Staff members can access the NAB Bot using the Teams app on their computers or mobile phones. The bot is also available as a web interface with access restricted to NAB employees.
The NAB Bot leverages a knowledge repository of employees’ most frequently asked questions. It also enables the bank to easily transfer employees to a live chat with its 24/7 support team.
Since the NAB Bot went live in November 2021, employees have used it more than 53,000 times and given it an average employee rating of four-and-a-half out of five.
“From a usage and performance perspective, the chatbot has certainly exceeded our expectations,” said Ghuliani. “What’s really pleasing to see is that more than 50 per cent of all interactions with the NAB Bot have been from our customer-facing colleagues, because we want to make a difference for our customers.”

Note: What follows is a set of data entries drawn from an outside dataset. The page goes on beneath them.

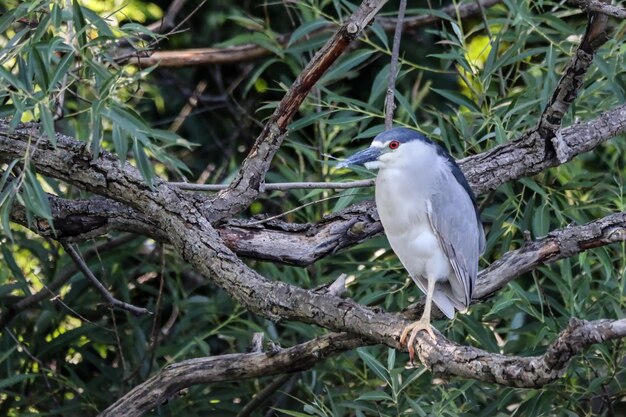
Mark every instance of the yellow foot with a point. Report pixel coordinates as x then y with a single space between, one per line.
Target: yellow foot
414 329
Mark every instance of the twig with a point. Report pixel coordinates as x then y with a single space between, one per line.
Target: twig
601 7
233 367
394 68
167 21
248 52
82 266
10 312
247 184
279 186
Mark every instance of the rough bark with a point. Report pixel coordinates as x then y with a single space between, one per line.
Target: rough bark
440 355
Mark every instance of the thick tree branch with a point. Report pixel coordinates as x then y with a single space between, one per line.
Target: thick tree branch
528 155
572 80
192 236
598 6
80 220
442 356
224 368
303 244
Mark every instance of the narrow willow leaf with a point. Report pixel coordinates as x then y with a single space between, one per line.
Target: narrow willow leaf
62 69
120 142
79 22
47 122
7 198
95 123
143 162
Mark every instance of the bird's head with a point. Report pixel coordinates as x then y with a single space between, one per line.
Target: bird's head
393 146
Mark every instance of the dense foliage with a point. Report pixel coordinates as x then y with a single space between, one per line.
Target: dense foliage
468 83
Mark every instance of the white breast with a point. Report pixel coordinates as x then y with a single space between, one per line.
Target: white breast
402 191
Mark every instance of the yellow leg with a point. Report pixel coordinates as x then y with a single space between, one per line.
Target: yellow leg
421 324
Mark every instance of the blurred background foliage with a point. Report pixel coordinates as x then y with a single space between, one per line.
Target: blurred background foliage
469 84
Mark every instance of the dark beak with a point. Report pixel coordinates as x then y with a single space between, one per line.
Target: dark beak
360 158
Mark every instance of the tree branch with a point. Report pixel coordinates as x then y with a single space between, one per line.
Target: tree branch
9 312
224 368
390 104
601 7
572 80
301 244
249 52
247 184
199 244
112 301
440 355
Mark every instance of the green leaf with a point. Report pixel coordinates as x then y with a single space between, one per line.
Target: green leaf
374 365
48 123
375 396
11 79
79 22
62 69
95 125
16 379
143 163
120 143
457 98
7 198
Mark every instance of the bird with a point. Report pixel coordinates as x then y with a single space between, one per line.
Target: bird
429 215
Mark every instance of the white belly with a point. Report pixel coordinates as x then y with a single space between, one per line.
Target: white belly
404 218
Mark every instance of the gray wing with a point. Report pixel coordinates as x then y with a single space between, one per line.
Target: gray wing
455 220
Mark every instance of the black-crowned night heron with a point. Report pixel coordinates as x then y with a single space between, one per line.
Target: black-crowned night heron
430 217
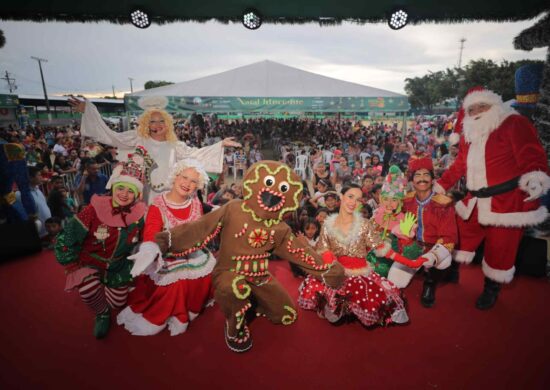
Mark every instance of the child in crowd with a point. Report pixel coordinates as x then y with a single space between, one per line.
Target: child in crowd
53 227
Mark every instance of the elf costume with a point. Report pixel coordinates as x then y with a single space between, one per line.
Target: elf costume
95 244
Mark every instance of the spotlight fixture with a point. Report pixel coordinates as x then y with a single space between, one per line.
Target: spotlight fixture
252 19
140 19
398 19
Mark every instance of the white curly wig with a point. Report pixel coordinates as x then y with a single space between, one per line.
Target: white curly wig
189 163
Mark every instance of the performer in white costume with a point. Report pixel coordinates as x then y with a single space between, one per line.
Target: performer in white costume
156 134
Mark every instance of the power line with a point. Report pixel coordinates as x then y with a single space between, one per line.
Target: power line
39 60
11 82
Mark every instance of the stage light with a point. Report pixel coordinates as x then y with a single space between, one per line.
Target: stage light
252 19
398 19
140 19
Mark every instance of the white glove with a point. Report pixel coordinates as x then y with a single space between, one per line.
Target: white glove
438 257
432 260
534 189
148 253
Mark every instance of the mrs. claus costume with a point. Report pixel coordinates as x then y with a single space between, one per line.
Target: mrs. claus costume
174 289
506 172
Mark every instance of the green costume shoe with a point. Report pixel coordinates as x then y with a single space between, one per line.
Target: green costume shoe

The strong uptake of the chatbot has also enabled NAB to achieve what many financial services firms today are struggling with. It’s saved a massive AUS$1.2 million ($805,000) in support team costs but has also become more efficient and improved productivity at the same time. “The reduced cost has helped us achieve more productivity from our own technology staff, and their skill sets are increasing as well,” said Ghulian. It’s a win: win scenario.
Improving both employee and customer experiences
“At Synergy Technical, we aim to enable organisations to secure and optimise business operations while providing their workforces with the most efficient and productive toolsets to service their customers,” said Dan Finn, vice president of sales at Synergy Technical. “Our financial services customers are focusing equally on efficient service and delivery and great experiences and satisfaction – for both employees and their customers. We work with these customers to analyse current IT operations and map future business goals to technology. As a result, we’ve helped clients leverage Microsoft technologies to better secure their hybrid workforces and drive internal productivity so that they can improve both employee and customer experiences while remaining competitive in the marketplace.”